While setting timing the timing mark jumps back and forth whats wrong?

If you hooked the timing light up properly, it should only show the timing marks when the #1 cyclinder fires. Considering how easy it is to hook up a timing light,I feel it safe to assume that the problem is elsewhere. The only other reason for a jumping timing mark would be that there is a speed mismatch between the distributor (and the firing of the #1 plug) and the crankshaft, where the timing marks generally are. I can think of 2 possible causes. - Is the distributor being driven at the correct speed and ratio? It should be running at half the speed of the engine; 2 revolutions of the crankshaft equals 1 revolution of the distributor rotor. However either replacing the distibutor with the wrong one or (more likely) stripped gears will screw this up. - Is the rotor actually spinning at the same speed as the distributor shaft? Though most distributor rotors are keyed to the shaft, this isn't always true. My Honda stalled on the road a few times after the set-screw fell out.
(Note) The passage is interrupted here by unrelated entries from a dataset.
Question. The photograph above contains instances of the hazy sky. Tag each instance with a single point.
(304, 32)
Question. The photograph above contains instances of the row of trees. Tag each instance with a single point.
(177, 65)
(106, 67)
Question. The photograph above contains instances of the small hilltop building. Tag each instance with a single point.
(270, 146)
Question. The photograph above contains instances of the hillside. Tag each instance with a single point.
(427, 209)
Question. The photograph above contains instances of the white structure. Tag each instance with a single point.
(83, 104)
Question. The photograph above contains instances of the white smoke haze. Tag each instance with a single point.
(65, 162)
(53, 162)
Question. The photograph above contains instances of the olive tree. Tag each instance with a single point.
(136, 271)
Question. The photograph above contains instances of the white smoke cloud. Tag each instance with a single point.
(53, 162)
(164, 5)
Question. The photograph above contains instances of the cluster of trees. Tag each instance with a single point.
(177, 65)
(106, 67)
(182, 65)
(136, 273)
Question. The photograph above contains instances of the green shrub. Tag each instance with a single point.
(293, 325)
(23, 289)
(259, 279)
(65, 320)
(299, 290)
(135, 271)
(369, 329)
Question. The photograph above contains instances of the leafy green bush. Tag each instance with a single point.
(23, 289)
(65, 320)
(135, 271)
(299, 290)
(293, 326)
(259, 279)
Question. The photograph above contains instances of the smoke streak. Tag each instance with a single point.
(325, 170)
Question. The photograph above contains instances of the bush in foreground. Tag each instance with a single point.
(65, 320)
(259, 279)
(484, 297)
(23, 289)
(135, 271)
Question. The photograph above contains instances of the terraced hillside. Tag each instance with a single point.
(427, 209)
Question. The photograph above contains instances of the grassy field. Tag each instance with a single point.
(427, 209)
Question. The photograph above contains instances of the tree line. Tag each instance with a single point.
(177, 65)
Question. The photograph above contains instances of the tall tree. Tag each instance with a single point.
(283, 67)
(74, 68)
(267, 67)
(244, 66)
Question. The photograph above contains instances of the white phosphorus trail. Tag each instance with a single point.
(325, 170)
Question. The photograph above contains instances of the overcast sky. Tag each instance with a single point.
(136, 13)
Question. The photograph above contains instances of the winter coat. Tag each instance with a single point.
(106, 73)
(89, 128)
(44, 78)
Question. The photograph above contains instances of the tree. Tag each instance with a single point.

Friction would drive the rotor at a rapidly decreasing and increasingly mismatched speed, so the engine would run oddly for a few seconds before dying. A timing light would've made for an interesting show whenever that happened. Rolfo adds: If your distributor has a vacuum line going to it and there is a leak somewhere, like a little hole in the diaphram of the vacuum advance, or in one of the vacuum lines, that would do it. Also I have seen a sloppy fitting distributor cap vibrate back and forth causing a similar symptom.